We designed the Optimising Care in Critically Ill at the UCHealth by Liberalising the Target O2 in Mechanically ventilated intensive care unit (ICU) Patients to determine the effectiveness of a multimodal educational and electronic health record order panel intervention in limiting occult hypoxaemia and hyperoxaemia in patients receiving invasive mechanical ventilation by targeting a prespecified oxygen saturation (SpO2 90%–96%) range.
This trial is a pragmatic electronic health record-embedded, multisite, cluster-randomised, stepped-wedge implementation of a multimodal educational and electronic health record order panel intervention aimed at achieving a standardised intermediate target range of SpO2 (90%–96%) or partial pressure of oxygen (PaO2 60–100 mm Hg) in mechanically ventilated adult patients admitted to the ICU across a 10 hospital health system that includes a large academic centre and smaller community hospitals.

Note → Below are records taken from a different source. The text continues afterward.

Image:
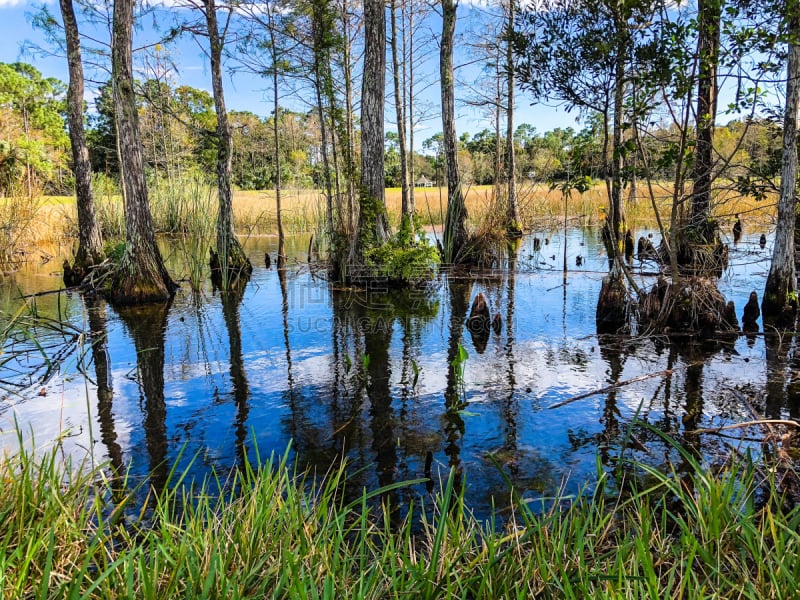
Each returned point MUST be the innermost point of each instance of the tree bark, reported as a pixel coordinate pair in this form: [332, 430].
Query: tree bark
[372, 224]
[410, 88]
[617, 211]
[407, 209]
[234, 263]
[709, 16]
[455, 226]
[513, 225]
[141, 276]
[274, 51]
[781, 286]
[90, 242]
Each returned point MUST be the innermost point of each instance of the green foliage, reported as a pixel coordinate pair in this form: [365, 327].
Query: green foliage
[114, 249]
[33, 139]
[407, 257]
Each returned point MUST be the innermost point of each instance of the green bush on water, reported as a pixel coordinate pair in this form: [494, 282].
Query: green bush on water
[265, 532]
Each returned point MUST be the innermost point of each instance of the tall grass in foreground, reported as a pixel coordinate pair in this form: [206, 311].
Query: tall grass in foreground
[265, 532]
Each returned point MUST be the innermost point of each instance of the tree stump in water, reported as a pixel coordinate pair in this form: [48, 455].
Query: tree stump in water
[628, 246]
[479, 323]
[497, 323]
[72, 276]
[235, 276]
[696, 305]
[751, 313]
[645, 249]
[612, 305]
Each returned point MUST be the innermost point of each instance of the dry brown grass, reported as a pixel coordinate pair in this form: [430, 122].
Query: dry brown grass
[540, 207]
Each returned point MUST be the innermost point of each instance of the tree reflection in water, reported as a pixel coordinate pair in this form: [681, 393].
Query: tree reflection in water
[147, 326]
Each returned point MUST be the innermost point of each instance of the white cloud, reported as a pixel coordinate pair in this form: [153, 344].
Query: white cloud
[12, 3]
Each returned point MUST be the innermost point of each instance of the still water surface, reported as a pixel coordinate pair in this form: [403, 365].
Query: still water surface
[367, 376]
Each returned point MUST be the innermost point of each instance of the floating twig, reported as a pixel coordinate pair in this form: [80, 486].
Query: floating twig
[614, 386]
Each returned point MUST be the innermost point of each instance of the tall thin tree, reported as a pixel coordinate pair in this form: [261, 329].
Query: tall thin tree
[781, 286]
[513, 226]
[708, 42]
[455, 226]
[407, 208]
[234, 263]
[372, 223]
[90, 242]
[140, 276]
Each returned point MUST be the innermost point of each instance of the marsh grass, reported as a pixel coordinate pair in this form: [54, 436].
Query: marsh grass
[265, 531]
[176, 208]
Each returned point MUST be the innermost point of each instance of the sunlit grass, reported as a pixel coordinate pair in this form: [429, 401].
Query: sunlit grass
[255, 212]
[264, 531]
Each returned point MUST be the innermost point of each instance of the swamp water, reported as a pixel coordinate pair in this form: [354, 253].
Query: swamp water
[370, 376]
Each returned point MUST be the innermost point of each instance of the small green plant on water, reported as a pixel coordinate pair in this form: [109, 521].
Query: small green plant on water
[407, 257]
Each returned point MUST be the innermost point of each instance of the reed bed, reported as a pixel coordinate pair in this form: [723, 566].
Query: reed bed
[179, 207]
[265, 531]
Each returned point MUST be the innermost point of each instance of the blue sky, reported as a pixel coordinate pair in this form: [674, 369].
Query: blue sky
[246, 92]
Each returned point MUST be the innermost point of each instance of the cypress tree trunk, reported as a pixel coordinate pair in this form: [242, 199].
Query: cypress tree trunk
[455, 224]
[148, 329]
[140, 276]
[409, 86]
[90, 242]
[616, 208]
[372, 224]
[278, 184]
[407, 210]
[709, 15]
[781, 283]
[513, 226]
[233, 262]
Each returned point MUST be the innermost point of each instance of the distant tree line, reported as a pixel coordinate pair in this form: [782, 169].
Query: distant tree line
[175, 121]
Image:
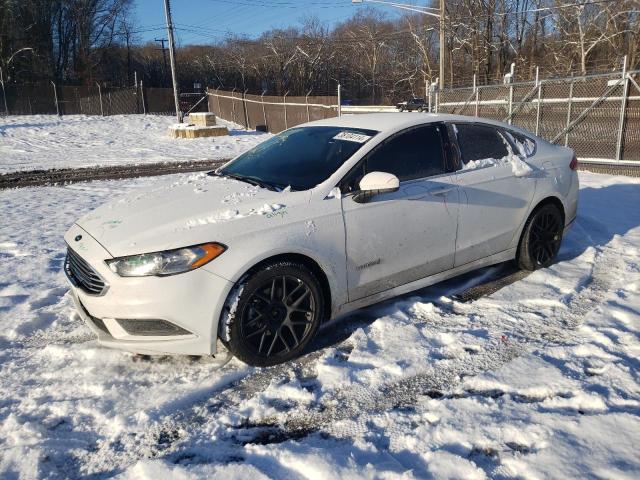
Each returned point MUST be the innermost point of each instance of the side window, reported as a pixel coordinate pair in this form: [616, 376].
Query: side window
[479, 142]
[416, 153]
[523, 145]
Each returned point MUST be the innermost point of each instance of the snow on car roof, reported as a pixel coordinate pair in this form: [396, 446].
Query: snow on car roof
[396, 121]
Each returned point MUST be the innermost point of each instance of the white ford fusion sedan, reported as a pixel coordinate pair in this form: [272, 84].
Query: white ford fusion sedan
[322, 219]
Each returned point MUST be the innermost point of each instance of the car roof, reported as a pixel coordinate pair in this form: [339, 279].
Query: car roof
[390, 122]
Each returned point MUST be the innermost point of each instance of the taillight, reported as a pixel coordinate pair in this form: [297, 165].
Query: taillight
[574, 163]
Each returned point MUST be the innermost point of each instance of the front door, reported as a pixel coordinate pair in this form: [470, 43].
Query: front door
[397, 237]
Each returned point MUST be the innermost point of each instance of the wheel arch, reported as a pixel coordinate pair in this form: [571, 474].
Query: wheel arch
[548, 200]
[308, 262]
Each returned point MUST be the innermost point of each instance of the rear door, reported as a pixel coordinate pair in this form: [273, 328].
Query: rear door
[493, 201]
[398, 237]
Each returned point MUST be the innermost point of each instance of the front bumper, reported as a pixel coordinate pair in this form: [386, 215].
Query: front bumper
[191, 302]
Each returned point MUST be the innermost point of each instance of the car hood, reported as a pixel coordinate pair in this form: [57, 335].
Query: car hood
[195, 209]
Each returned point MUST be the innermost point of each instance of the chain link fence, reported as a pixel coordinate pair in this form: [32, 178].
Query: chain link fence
[598, 115]
[272, 113]
[65, 100]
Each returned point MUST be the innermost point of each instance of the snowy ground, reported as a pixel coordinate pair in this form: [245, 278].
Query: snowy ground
[538, 380]
[30, 142]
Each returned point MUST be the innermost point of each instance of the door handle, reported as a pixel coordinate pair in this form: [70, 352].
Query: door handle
[440, 191]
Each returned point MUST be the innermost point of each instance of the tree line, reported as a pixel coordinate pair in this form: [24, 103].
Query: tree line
[376, 59]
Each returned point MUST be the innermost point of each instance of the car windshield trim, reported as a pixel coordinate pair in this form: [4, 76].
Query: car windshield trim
[299, 158]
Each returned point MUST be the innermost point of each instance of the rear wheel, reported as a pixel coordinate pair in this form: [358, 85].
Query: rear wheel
[277, 314]
[541, 238]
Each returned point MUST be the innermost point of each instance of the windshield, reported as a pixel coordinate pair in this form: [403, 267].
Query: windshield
[299, 158]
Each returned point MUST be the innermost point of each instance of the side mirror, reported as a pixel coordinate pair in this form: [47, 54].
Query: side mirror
[376, 182]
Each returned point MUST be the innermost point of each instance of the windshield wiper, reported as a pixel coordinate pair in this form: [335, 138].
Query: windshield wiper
[250, 180]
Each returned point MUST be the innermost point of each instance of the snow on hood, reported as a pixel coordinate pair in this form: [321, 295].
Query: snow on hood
[176, 213]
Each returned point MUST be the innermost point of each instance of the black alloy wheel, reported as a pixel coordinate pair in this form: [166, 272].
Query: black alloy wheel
[277, 315]
[541, 238]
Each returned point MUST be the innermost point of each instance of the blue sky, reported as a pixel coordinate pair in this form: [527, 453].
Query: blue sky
[205, 21]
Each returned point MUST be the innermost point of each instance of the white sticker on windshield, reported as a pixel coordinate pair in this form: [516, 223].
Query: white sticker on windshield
[352, 137]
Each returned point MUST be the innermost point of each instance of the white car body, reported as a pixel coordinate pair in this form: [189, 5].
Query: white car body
[427, 231]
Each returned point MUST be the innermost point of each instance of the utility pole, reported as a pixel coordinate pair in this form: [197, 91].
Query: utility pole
[172, 58]
[442, 49]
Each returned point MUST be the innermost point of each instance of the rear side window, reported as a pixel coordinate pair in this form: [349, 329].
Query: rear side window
[479, 142]
[416, 153]
[523, 145]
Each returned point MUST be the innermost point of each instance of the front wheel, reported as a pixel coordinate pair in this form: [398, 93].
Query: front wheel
[277, 314]
[541, 238]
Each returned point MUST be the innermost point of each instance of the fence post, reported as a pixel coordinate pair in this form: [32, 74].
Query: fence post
[566, 135]
[623, 106]
[100, 95]
[4, 94]
[144, 107]
[264, 113]
[512, 73]
[539, 108]
[79, 100]
[477, 90]
[233, 105]
[285, 110]
[55, 96]
[244, 107]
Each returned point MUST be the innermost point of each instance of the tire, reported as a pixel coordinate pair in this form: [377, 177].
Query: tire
[277, 312]
[541, 238]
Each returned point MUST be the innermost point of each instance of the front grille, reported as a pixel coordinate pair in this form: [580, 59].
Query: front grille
[156, 328]
[83, 275]
[95, 320]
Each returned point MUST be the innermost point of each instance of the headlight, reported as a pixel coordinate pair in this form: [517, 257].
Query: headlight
[165, 263]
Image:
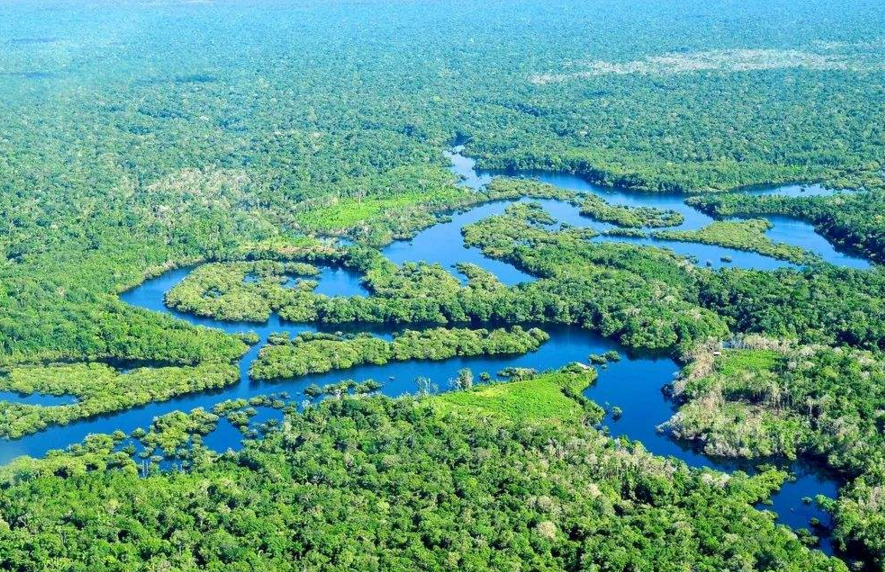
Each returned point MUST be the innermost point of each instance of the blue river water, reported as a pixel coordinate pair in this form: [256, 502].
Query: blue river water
[634, 384]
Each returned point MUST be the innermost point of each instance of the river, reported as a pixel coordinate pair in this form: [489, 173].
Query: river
[633, 384]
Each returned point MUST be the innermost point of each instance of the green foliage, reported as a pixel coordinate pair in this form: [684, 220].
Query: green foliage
[401, 485]
[824, 403]
[823, 304]
[849, 220]
[98, 389]
[741, 235]
[552, 396]
[319, 353]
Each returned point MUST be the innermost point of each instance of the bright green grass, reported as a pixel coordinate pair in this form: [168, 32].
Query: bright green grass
[541, 398]
[741, 235]
[735, 362]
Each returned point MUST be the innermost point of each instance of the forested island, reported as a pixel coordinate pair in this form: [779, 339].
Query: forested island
[431, 286]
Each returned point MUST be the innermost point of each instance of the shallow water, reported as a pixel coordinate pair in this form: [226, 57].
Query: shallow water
[634, 383]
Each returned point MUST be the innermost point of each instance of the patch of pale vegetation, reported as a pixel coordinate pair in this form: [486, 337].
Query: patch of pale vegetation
[714, 60]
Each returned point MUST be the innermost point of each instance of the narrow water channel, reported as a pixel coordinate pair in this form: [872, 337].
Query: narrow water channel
[633, 384]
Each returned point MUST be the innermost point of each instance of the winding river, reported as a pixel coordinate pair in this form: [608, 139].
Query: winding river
[634, 383]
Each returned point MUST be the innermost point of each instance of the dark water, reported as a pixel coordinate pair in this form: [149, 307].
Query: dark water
[37, 398]
[785, 230]
[633, 384]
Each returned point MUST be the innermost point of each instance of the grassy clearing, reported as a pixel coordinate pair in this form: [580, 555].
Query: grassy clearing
[546, 397]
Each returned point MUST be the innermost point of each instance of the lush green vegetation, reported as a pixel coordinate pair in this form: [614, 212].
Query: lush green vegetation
[139, 137]
[553, 495]
[850, 220]
[319, 353]
[741, 235]
[241, 291]
[774, 399]
[555, 396]
[98, 389]
[634, 217]
[815, 305]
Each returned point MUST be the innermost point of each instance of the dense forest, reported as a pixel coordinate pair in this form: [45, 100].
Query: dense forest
[427, 484]
[266, 144]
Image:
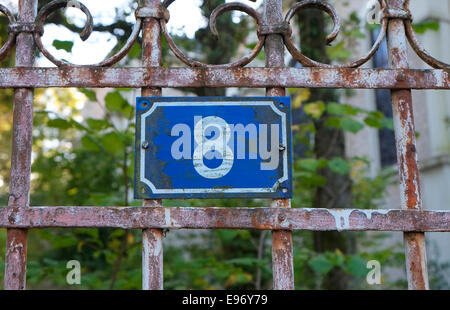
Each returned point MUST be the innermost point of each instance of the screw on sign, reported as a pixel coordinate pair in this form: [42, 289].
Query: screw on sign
[213, 148]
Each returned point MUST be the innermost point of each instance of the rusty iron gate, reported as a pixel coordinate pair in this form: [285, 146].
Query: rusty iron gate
[274, 33]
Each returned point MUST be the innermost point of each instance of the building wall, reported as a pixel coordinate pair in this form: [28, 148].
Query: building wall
[432, 118]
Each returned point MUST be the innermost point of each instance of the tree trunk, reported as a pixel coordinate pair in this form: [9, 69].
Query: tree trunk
[329, 143]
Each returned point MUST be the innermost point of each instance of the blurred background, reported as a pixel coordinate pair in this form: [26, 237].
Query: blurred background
[344, 147]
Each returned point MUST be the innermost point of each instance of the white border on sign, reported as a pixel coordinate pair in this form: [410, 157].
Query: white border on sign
[213, 190]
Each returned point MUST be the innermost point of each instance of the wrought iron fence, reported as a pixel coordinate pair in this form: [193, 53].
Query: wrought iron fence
[274, 34]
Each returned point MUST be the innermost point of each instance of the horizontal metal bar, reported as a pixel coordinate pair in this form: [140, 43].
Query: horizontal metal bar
[229, 218]
[96, 77]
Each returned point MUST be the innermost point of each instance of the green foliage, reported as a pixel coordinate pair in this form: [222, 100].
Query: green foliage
[426, 25]
[63, 45]
[93, 165]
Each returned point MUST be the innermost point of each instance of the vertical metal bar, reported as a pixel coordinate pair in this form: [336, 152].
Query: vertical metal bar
[282, 253]
[415, 249]
[152, 239]
[16, 243]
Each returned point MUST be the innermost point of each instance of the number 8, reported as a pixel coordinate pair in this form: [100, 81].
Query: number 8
[219, 144]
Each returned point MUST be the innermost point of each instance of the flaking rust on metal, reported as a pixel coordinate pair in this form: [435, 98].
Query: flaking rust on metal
[97, 77]
[415, 249]
[274, 218]
[152, 239]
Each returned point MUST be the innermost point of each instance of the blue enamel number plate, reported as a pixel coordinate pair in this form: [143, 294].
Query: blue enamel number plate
[200, 147]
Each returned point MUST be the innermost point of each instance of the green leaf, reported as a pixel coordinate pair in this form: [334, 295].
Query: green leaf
[349, 124]
[314, 109]
[63, 45]
[340, 166]
[334, 122]
[97, 124]
[320, 264]
[116, 103]
[422, 27]
[111, 143]
[338, 52]
[356, 266]
[89, 144]
[311, 164]
[59, 123]
[373, 122]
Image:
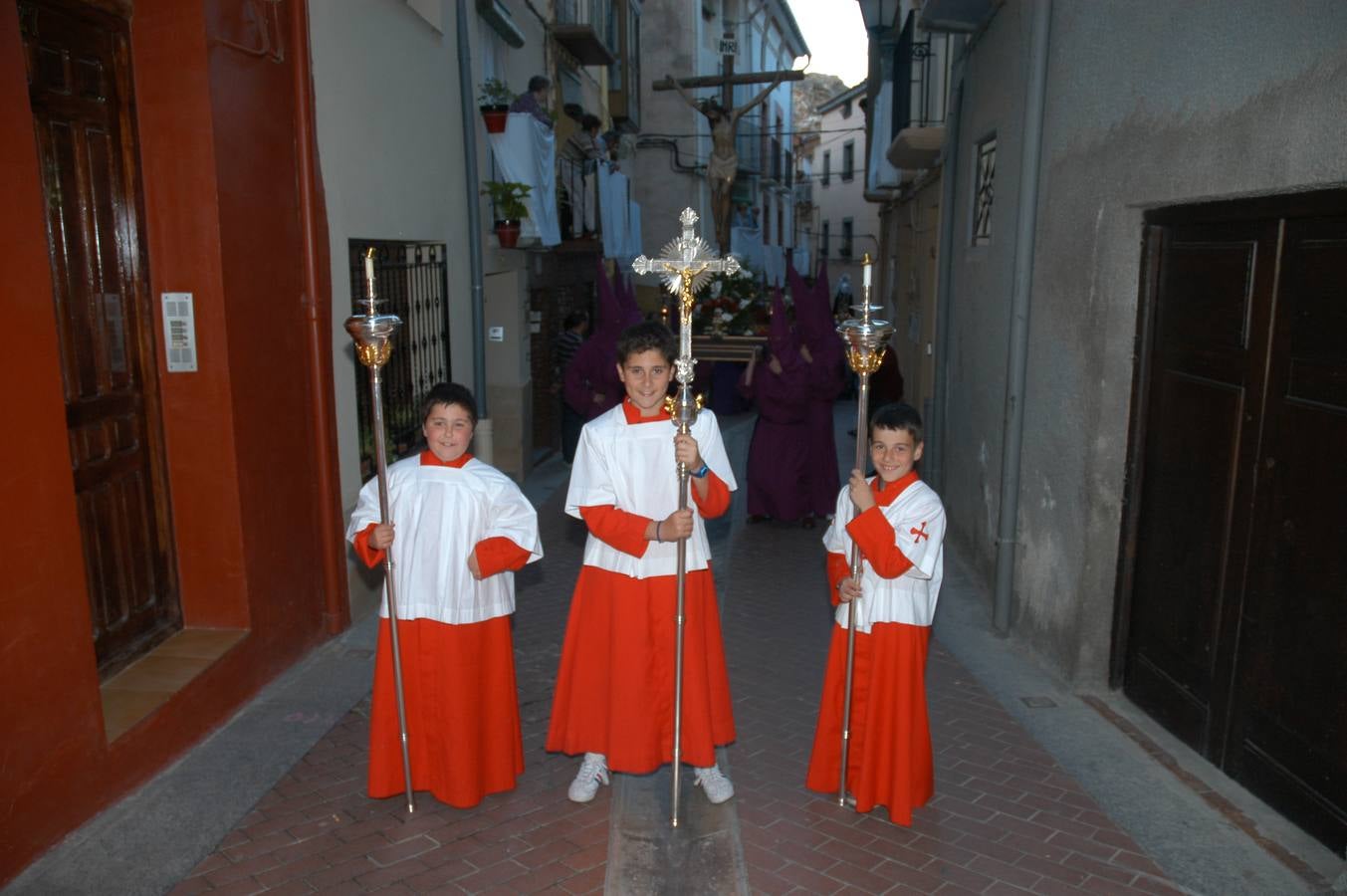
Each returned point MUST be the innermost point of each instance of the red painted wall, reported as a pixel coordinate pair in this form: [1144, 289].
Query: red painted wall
[252, 518]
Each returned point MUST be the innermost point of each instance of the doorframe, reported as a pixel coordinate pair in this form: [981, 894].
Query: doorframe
[1282, 205]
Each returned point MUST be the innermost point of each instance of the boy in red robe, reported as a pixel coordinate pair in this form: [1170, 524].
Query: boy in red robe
[899, 525]
[458, 530]
[614, 683]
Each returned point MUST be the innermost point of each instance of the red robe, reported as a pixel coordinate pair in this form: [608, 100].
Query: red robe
[614, 685]
[889, 760]
[458, 687]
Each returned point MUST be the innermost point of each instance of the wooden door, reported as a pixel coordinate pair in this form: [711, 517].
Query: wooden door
[1235, 575]
[1288, 736]
[80, 87]
[1214, 297]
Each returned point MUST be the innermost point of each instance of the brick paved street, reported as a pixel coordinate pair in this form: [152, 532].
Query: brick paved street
[1006, 819]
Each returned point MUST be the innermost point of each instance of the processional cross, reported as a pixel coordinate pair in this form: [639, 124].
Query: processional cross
[686, 264]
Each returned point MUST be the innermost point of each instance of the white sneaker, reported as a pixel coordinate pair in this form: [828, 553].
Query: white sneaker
[714, 784]
[592, 773]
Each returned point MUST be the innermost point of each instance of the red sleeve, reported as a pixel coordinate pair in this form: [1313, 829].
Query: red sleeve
[873, 533]
[363, 552]
[499, 556]
[838, 568]
[617, 529]
[717, 498]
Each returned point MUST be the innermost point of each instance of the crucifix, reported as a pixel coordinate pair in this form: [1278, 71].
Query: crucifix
[724, 117]
[686, 264]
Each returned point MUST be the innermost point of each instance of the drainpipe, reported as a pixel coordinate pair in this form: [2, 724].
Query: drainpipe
[934, 466]
[474, 218]
[1022, 282]
[318, 329]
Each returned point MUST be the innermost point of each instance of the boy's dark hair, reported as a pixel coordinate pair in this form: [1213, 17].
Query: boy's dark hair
[449, 393]
[643, 337]
[897, 415]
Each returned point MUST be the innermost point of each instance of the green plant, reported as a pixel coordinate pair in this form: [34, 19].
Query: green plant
[508, 197]
[495, 94]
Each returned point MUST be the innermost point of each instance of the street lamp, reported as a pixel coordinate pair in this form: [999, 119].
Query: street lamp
[878, 15]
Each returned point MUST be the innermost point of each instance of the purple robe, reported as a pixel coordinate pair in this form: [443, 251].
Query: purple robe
[781, 449]
[826, 380]
[779, 453]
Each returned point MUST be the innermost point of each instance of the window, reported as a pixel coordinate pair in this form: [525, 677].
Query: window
[984, 191]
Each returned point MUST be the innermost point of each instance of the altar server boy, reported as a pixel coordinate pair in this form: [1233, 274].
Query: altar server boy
[458, 531]
[614, 686]
[900, 527]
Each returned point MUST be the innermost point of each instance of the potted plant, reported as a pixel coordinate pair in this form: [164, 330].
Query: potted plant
[508, 197]
[495, 99]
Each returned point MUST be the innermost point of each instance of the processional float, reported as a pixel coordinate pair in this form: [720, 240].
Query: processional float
[865, 339]
[686, 264]
[373, 335]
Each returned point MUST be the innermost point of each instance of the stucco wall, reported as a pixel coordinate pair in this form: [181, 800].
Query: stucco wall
[1145, 106]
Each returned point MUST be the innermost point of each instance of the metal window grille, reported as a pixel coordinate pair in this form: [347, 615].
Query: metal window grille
[412, 282]
[984, 194]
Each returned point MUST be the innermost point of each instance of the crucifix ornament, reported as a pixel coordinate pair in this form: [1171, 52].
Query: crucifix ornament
[686, 264]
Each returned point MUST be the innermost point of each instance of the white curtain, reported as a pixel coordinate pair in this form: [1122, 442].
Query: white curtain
[526, 152]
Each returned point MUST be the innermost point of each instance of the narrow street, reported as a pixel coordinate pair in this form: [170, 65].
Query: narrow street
[1036, 789]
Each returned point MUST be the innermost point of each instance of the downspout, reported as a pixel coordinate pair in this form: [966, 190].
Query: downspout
[474, 213]
[941, 380]
[1017, 361]
[318, 329]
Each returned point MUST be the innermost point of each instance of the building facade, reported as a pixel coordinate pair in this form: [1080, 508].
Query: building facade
[689, 38]
[1134, 347]
[168, 273]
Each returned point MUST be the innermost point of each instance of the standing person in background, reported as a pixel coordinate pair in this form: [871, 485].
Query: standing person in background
[567, 343]
[457, 530]
[822, 350]
[534, 102]
[779, 450]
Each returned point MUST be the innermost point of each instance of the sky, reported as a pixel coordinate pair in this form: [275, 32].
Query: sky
[835, 35]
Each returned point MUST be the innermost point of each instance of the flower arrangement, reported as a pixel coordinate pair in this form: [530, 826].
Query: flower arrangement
[733, 305]
[508, 197]
[495, 94]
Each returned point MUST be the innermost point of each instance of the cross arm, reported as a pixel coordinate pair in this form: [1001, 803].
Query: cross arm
[720, 80]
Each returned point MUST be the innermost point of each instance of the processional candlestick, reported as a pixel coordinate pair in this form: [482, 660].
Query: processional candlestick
[865, 341]
[373, 335]
[686, 266]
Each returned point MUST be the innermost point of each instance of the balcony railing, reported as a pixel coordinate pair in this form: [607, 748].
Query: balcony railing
[584, 30]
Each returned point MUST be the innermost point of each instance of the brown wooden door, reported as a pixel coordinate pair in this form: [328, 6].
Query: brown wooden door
[1236, 603]
[80, 87]
[1288, 736]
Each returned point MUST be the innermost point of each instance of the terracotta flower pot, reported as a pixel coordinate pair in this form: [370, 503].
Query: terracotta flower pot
[508, 233]
[495, 117]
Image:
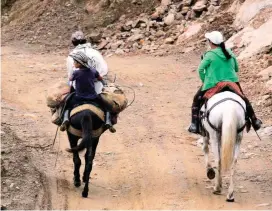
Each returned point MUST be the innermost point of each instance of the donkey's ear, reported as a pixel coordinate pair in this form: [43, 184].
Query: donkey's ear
[248, 125]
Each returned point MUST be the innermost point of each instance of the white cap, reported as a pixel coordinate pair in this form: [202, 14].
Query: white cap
[215, 37]
[78, 35]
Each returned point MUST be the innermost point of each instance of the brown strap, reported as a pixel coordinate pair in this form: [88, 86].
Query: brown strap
[95, 133]
[90, 107]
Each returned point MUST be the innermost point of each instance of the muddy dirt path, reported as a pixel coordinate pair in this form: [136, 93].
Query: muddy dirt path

The primary endpoint is ventilator-free days to day 30, defined as the number of days alive and not receiving support through invasive mechanical ventilation following the first initiation of invasive mechanical ventilation in a participating ICU during the hospitalisation. Secondary outcomes include a variety of clinical endpoints: hospital-free days to day 30, all-cause mortality to day 90, need for supplemental oxygen at discharge and incidence of occult hypoxaemia and hypoxaemia. We will analyse primary and secondary endpoints using a mixed effects modelling framework, with specific distributions chosen depending on the type of outcome (eg, binary, count, ordinal, time-to-event).
Research is performed under a waiver of informed consent for minimal-risk research, as approved by Colorado Multiple Institutional Review Board (24-0065). Results will be disseminated in peer-reviewed publications and at national and international conferences.